原作の松田隆智と言えば、単行本(小学館文庫)の紹介にもあるように中国武術を日本に紹介した第一人者である。72年に「中国武術−少林拳と太極拳」(新人物往来社)を出して以来、著書多数。で、日本初の専門誌、82年創刊の「武術(うーしゅう、と読む)」にもたくさん記事を載せている。自身も八極拳を始め様々な流派の拳法を習っており、写真を見るとかなり、ゴツイ(蛇足)。
作画担当の藤原芳秀にとっては88年開始の本作(少年サンデー刊)は長編デビュー作であり(おそらく)、その後傭兵上がりの教師が主人公「ジーザス」(原作七月鏡一)、掲載誌をヤングサンデーに移して、ブラジルに柔道を伝えた実在の格闘家を描く半フィクションもの「コンデ・コマ」(原作鍋田吉郎)、ボディガードが主人公の「闇のイージス」(原作七月鏡一)と、師の池上遼一を継承したアクション路線を行く実力派である。
この二人がタッグを組んだ本作は、多分ジャッキー・チェンらの第2次香港(映画)ブームを反映しての企画ものであるのと、ぶっちゃけジャンプ「北斗の拳」(武論尊作・原哲夫画)のライバル誌的アンチテーゼ作品ながら、後釜狙いでもあったのだろう(根拠ナシ)。ともかく、後年の本格格闘マンガブームの先鞭をつけた作品である。

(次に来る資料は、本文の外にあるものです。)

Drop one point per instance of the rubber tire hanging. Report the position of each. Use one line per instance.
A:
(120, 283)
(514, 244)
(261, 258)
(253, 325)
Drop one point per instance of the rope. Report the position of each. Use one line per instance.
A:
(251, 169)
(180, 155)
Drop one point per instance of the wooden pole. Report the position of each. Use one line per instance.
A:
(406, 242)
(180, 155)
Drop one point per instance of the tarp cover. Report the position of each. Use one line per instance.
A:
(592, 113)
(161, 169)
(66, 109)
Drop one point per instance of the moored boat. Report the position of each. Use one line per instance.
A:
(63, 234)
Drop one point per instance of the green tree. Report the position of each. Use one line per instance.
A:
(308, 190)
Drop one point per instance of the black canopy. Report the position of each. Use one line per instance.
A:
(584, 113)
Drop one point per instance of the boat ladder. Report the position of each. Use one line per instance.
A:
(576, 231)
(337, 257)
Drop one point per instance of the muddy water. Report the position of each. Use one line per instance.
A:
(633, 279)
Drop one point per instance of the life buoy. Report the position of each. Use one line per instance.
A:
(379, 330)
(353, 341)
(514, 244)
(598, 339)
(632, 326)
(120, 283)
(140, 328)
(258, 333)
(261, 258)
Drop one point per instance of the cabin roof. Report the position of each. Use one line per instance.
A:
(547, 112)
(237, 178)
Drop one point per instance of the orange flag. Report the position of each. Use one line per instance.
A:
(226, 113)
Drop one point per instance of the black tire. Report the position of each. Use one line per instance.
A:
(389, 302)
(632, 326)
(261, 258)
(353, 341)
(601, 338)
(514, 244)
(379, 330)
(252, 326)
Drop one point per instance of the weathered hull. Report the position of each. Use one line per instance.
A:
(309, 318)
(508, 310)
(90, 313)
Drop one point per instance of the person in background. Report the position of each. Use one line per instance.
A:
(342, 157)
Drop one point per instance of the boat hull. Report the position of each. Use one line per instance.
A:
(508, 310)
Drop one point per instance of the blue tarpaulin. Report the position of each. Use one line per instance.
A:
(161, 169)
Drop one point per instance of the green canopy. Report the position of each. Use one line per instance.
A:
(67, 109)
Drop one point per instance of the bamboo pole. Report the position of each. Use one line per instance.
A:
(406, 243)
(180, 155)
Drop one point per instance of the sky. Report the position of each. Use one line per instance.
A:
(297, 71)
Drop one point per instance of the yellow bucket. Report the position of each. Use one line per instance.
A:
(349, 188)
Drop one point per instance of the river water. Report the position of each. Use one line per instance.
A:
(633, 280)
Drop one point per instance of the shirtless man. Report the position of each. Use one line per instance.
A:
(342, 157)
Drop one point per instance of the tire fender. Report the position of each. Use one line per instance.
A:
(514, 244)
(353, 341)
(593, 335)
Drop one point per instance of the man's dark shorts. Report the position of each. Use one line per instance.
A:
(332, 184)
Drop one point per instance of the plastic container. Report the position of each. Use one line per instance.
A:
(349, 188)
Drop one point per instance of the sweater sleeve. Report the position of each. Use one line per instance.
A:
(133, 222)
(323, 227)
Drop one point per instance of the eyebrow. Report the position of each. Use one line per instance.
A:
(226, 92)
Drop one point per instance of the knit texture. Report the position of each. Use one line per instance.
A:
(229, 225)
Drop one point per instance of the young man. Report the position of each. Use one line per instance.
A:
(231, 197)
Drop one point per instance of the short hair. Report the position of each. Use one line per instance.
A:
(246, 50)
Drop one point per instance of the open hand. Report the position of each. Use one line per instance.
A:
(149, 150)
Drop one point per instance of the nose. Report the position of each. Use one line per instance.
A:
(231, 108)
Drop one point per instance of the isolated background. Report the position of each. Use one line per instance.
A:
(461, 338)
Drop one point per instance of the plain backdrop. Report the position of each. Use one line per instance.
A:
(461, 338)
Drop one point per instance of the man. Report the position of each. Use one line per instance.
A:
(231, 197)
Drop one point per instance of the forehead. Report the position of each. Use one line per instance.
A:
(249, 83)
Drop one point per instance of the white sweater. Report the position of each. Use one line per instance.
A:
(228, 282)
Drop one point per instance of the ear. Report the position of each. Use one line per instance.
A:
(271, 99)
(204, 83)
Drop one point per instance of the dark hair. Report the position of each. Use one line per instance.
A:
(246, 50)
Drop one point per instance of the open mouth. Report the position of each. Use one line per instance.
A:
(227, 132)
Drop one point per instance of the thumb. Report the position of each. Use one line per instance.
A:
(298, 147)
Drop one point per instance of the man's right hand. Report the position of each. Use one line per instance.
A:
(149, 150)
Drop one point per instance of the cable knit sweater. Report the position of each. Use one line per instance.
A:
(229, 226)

自身にとっては中学時代の、単なる少年漫画であったのだが、専門誌を読んでいく中で、「拳児」は中国武術史のテクストとして蘇った。「拳児」を通して、記事は非常に分かりやすいビジョンを伴って読める。そして記事からは「拳児」で語られていない辺りが見えてくる。相乗効果でもって、中国武術界が私の目の前に浮き上がってくるのである。
興味が無ければ雑学的情報に過ぎないのだが、その辺の知識が必要となる者にとっては非常に何というか有難い。一元的な情報だから鵜呑みにするのは剣呑であるが、漫画も情報源として有用なのだ。